I was very impressed with Dr. Temple from the first time I met him. He was very patient and had obviously reviewed my medical record before he saw me. He listened carefully to what I had to say about my problems associated with my back and their progression. He was also very supportive of my active lifestyle. He gave me permission to attempt to do things immediately after the surgery that others had not attempted, like sit up in bed and then stand totally independently the day of the surgery. I found it humorous when he did rounds after the surgery with his young son -- so cute. I have already highly recommended him to others who are considering back surgery.

Being a spine athlete: Three months after my surgeries, I am still healing but quite active. I am careful, but I use what I have. I live on the second floor, 18 steps up, and I have a beagle who wants to be outside as much as possible. We live very near a large park, and my wife and I go for long walks in the morning and late afternoon. We try to walk the trails. We saw four beaver on the ponds this morning. I'm careful when I walk. I'm not pushing it, not trying to go faster. But I feel that my speed of walking has increased. It is there. I'm hoping to be able to resume doing local 5K races. The marathon -- I'll say that flame is burned out. I don't plan on doing them again. But I did a 3K race 2 months after my surgery. I was very slow, but it had a big hill in it. And I did it, all 1.8 miles.

photo of Bill
Post-operative X-rays show the extent of Bill's two-day surgery. Drs. Tempel and Kachmann straightened and stabilized Bill's spine from the pelvis to the mid-back. His excellent physical condition contributed to the surgeries' success.

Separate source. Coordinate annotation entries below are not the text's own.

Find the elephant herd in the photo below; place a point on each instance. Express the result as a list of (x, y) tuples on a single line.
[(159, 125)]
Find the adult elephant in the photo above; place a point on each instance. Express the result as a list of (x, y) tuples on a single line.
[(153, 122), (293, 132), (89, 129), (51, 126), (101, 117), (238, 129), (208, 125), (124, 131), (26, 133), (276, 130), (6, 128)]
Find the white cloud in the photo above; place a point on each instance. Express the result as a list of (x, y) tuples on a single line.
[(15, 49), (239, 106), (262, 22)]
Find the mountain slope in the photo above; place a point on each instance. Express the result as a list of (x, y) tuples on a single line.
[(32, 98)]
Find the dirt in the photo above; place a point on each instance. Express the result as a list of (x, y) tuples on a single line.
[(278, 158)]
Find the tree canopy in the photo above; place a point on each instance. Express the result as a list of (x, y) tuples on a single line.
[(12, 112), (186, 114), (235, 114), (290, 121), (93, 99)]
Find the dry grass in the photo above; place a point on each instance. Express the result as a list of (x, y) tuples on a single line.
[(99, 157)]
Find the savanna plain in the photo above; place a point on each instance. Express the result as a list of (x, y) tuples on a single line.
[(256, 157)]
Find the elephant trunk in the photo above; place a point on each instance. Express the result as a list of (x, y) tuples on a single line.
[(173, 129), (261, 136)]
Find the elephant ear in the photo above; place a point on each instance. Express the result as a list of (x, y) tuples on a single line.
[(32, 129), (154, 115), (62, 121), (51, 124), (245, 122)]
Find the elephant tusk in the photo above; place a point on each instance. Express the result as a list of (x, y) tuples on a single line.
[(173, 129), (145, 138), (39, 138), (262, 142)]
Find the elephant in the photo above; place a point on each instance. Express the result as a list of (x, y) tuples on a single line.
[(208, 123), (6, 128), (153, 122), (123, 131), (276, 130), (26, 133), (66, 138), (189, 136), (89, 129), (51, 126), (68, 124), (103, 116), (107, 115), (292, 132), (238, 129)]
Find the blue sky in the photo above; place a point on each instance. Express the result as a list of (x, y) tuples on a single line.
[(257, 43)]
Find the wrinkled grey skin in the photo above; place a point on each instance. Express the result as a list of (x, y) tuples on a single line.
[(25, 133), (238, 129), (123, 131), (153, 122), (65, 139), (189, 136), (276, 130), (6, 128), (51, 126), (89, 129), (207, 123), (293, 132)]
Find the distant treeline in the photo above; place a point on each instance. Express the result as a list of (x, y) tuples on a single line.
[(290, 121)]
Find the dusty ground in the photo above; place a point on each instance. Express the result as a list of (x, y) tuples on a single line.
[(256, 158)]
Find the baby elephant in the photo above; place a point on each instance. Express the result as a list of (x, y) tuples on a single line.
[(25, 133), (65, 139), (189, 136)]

Dr. Tempel describes Bill's case: Bill's spine contained more pathology than a room full of people his age put together. I was really amazed that he was getting around as well as he was when I first met him. His myelogram, MRI, and scoliosis X-rays demonstrated severe advanced degeneration of his entire lumbar spine with severe stenosis compressing his nerves as well as an unstable slippage (spondylolisthesis) at L4-5 combined with progressive kyphoscoliosis, causing his spine to be deformed and bent forward. Attacking this problem requires a complicated and tailored solution employing a variety of techniques to achieve the best possible clinical and radiographic result.

The biggest tool at our disposal, however, would be Bill's elite fitness, determination, and excellent bone quality. We utilized 2 powerful minimally invasive approaches during the first stage: ALIF and LLIF to use the degenerated disc spaces from L2-S1 as the avenue to rebuild and reconstruct his spine in a physiologic fashion, restoring the discs to their normal height while correcting the scoliosis.

We then obtained new X-rays and CT scans and took those back to the drawing board in order to fine-tune the plan for Stage 2. We were able to achieve many of the surgical goals during the first stage, as evidenced by the dramatic improvement in his symptoms. As a result, Dr. Kachmann and I were able to perform the 2nd stage of the operation with far less destruction of normal anatomy.

Fifteen to 20 years ago, this operation would have been performed entirely from the back, requiring significant cutting of bone with invasive osteotomies to essentially shorten the patient, which increases the surgical risk substantially, especially in someone over 70. The ALIF/LLIF approaches allow a more natural and powerful correction, while reducing the associated surgical morbidity. As an added plus, patients are frequently elated when they return to clinic and discover that they are an inch or two taller than before!

Another note: With the thoracic segments of the fusion, T9-12, we employed a novel technique that we developed using a combination of metal rods with different degrees of stiffness to provide more flexibility at the top and limited the stress on the adjacent segments.

Spine Athlete Story Disclaimer -"Bill's Story" is about one patient's health-care experience. Please bear in mind that because every patient is unique, individual patients may respond to treatment in different ways. Results are influenced by many factors and may vary from patient to patient.